Background

Periodontitis is defined as an inflammatory disease of supporting tissues of teeth caused by specific microorganisms or groups of specific microorganisms, resulting in progressive destruction of the periodontal ligament and alveolar bone with periodontal pocket formation, gingival recession or both [1]. There are two forms of periodontitis such as chronic periodontitis (CP) and aggressive periodontitis (AP). Severe periodontitis can result in loosening of teeth, leading to occasional pain or discomfort and impaired mastication and eventual tooth loss [2]. Periodontitis is a major oral health problem and it is considered as one of the reasons for tooth loss in developing and developed nations.

Worldwide, the prevalence of CP in the general adult population was reported to be 30–35%, with approximately 10–15% diagnosed with severe CP [3] with geographic variation. For instance, the estimated prevalence of CP and severe periodontitis among general population in Malaysia was 48.5%, and 18.2% respectively [4]. According to the National Health and Nutrition Examination Survey (NHANES) 2009–2010, the prevalence of periodontitis and severe periodontitis of adults aged 30 years and above in the United States were 47.2% and 8.5%, respectively [5].

Although the presence of microorganisms is crucial for the clinical status, host response to bacteria triggers the secretion of pro-inflammatory mediators, leading to extra cellular matrix metabolism and bone resorption in periodontitis [6, 7]. Interleukin (IL)10 is an immunoregulatory cytokine and down-regulates the Th1 driven pro-inflammatory response [8]. It is produced mainly by macrophages apart from numerous other cells such as Th2 cells, dendritic cells, B-cells, monocytes, neutrophils eosinophils and mast cells [9]. Studies have shown that dysregulation of IL10 is associated with an enhanced immunopathological response to infection as well as an increased risk for the development of many autoimmune diseases [10] and infections such as tuberculosis [11]. Although about 99% of human genes are shared across the same population, variations in sequence and single nucleotide polymorphisms (SNPs) may have significant predictive relevance. Several IL10 genes implicated to affect IL10 transcription and secretion include the three biallelic polymorphisms at position − 1082, − 819 and − 592 [12, 13]. There are molecular epidemiological studies that assessed the association between IL10 and the risk of developing periodontitis. These individual studies, however, showed conflicting results. Such inconsistency of the results may be attributed to small sample size, insufficient statistical power and ethnic diversity of the population. Taken together, the objective of the current review was to investigate the association between polymorphisms of IL10–1082 A > G (rs1800896), -819C > T (rs1800871), − 592 A > C(rs1800872) and the risk of either CP or AP.

Methods

The current study followed the preferred reporting items for systematic reviews and meta- analyses (PRISMA) [14] (Additional file 1).

Study search

Relevant studies were searched in the health-related electronic databases of PubMed, EMBASE, web of science and google scholar, with the combination of the keywords with Boolean operators: “periodontitis” OR “chronic periodontitis” OR “aggressive periodontitis” AND “interleukin-10” OR “IL10” OR “-1082 A/G”. OR “-819 C > T” OR “-592 A > C”.

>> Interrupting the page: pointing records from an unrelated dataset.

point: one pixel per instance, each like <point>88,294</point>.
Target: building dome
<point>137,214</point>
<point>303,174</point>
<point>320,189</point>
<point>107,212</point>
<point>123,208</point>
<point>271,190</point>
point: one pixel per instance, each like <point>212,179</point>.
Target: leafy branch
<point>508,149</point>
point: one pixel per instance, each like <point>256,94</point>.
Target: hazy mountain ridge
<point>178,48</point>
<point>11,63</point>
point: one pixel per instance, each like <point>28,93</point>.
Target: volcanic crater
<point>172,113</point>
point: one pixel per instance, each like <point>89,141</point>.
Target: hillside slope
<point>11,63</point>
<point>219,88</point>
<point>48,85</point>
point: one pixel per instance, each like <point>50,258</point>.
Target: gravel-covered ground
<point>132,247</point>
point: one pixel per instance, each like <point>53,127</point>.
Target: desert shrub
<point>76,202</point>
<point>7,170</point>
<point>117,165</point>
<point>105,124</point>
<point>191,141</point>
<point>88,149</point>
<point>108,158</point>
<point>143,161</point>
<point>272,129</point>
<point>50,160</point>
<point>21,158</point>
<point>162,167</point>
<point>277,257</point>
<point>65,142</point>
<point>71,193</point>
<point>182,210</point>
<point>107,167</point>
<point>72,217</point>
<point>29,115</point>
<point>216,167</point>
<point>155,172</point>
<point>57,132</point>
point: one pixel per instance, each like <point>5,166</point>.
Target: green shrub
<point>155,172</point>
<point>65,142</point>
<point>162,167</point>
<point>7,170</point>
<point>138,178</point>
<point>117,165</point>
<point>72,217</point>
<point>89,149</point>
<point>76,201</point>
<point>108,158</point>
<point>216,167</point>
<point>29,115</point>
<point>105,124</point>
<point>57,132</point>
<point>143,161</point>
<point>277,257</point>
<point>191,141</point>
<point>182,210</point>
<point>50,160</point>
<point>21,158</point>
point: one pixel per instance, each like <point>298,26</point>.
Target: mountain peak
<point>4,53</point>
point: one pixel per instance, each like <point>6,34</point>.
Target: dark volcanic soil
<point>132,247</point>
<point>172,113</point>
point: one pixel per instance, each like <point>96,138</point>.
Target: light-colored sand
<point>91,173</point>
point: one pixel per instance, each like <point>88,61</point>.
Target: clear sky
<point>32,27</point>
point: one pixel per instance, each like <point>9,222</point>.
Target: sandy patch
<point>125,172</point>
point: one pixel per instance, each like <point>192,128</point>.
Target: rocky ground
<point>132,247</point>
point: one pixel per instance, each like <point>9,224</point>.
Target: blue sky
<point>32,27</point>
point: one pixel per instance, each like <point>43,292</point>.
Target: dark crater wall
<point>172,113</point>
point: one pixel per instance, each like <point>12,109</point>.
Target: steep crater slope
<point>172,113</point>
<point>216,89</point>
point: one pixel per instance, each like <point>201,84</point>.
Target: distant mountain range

The search was limited to the studies published in English and Chinese (abstract in English) from 1968 until March 2018. The references of retrieved articles and relevant reviews were checked for any additional studies.

Inclusion criteria

Human studies of any sample size that assessed periodontitis were included, if:

  1. i)

    IL10–1082 A > G (rs1800896), 592 A > C (rs1800872) and/or − 819 C > T (rs1800871) were investigated.

  2. ii)

    it was case-control or nested case-control design.

  3. iii)

    periodontally healthy controls were included.

  4. iv)

    genotype distribution in both cases and controls were available.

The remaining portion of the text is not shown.